Nie unika mnie, wręcz przeciwnie, chce abym był a nim cały czas. Cokolwiek by się nie działo, zawsze chce abym był przy nim.

Szymonek
I jak się czuje?

Ja
Mówilem, nie je nie pije i nie wychodzi z pokoju

Szymonek
...
Poważnie
Dalej bierzesz ten zakład?

Ja
Stary, do cholery mówiłem że to koniec tego jebanego zakładu

Szymonek
Uhuhu, czyli jednak coś?

Ja
Dobra weź sie zamknij
Ide bo Mati sie budzi

Szymonek
Tiaaaaa leć do swojego chłopaka

Zignorowałem ostatnią wiadomość, schowałem telefon do kieszeni spodni i wstałem z krzesła obok biurka Mateusza. Usiadłem na łóżku i pogłaskałem kręcącego się blondyna po włosach.

- Daniel...- szepnął chłopak przecierając oczy.

- Co sie stało?- spytałem również szeptem. Mateusz podniósł sie do siadu, sięgając po okulary.

- J-ja...-- chciał coś powiedzieć, jednak przerwał mu jego brzuch, który jakby błagał o jedzenie. Chłopak zmieszał sie troche i poprawił włosy.

- Jesteś głodny- bardziej stwierdziłem niż zapytałem.

Mateusz spojrzał w podłoge i pokiwał głową. Usmiechnąłem się ciepło i wyciągnąłem ręke by pogłaskać jego policzek.
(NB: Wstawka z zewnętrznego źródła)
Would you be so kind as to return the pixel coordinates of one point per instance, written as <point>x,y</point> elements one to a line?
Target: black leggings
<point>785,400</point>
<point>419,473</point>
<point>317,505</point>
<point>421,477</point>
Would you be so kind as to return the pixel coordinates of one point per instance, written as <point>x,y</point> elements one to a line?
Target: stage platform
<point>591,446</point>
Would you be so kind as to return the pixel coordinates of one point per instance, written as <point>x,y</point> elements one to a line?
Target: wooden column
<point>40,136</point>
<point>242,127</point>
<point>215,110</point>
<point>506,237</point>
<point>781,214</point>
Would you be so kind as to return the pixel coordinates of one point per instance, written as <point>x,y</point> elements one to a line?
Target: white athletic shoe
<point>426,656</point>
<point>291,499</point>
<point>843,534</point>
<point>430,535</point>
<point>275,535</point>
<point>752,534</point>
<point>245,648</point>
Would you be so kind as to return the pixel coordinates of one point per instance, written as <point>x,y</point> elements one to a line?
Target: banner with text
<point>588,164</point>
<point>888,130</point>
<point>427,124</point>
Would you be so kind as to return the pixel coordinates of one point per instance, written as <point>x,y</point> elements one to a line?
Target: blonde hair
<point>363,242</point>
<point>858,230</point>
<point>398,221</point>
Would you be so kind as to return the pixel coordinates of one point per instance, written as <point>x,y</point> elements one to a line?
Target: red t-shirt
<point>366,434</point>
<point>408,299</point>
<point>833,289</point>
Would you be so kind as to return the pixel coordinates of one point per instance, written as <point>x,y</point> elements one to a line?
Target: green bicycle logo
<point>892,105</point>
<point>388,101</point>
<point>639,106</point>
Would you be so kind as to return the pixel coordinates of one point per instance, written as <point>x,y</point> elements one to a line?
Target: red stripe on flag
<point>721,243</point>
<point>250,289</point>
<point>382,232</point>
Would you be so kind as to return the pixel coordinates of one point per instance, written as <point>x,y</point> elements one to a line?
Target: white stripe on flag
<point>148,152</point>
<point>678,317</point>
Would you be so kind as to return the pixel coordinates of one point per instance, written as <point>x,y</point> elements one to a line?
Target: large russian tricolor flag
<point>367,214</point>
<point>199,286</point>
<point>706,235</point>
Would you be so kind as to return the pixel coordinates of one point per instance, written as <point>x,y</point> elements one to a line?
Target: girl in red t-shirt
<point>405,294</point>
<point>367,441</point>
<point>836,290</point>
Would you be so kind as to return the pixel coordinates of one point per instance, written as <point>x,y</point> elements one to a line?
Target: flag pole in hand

Blondyn od razu przysunął do mnie głowe i przyłożył swój policzek do mojej dłoni.

- Pizza?- spytałem, głaskając jego policzek. Ten tylko przytaknął głową, a ja zabrałem swoją ręke z twarzy Mateusza.

Poczułem ciepło na sercu, widząc że Mateusz chce coś zjeść. Wyciągnąłem telefon z kieszeni. Włączyłem go i wpisałem kod.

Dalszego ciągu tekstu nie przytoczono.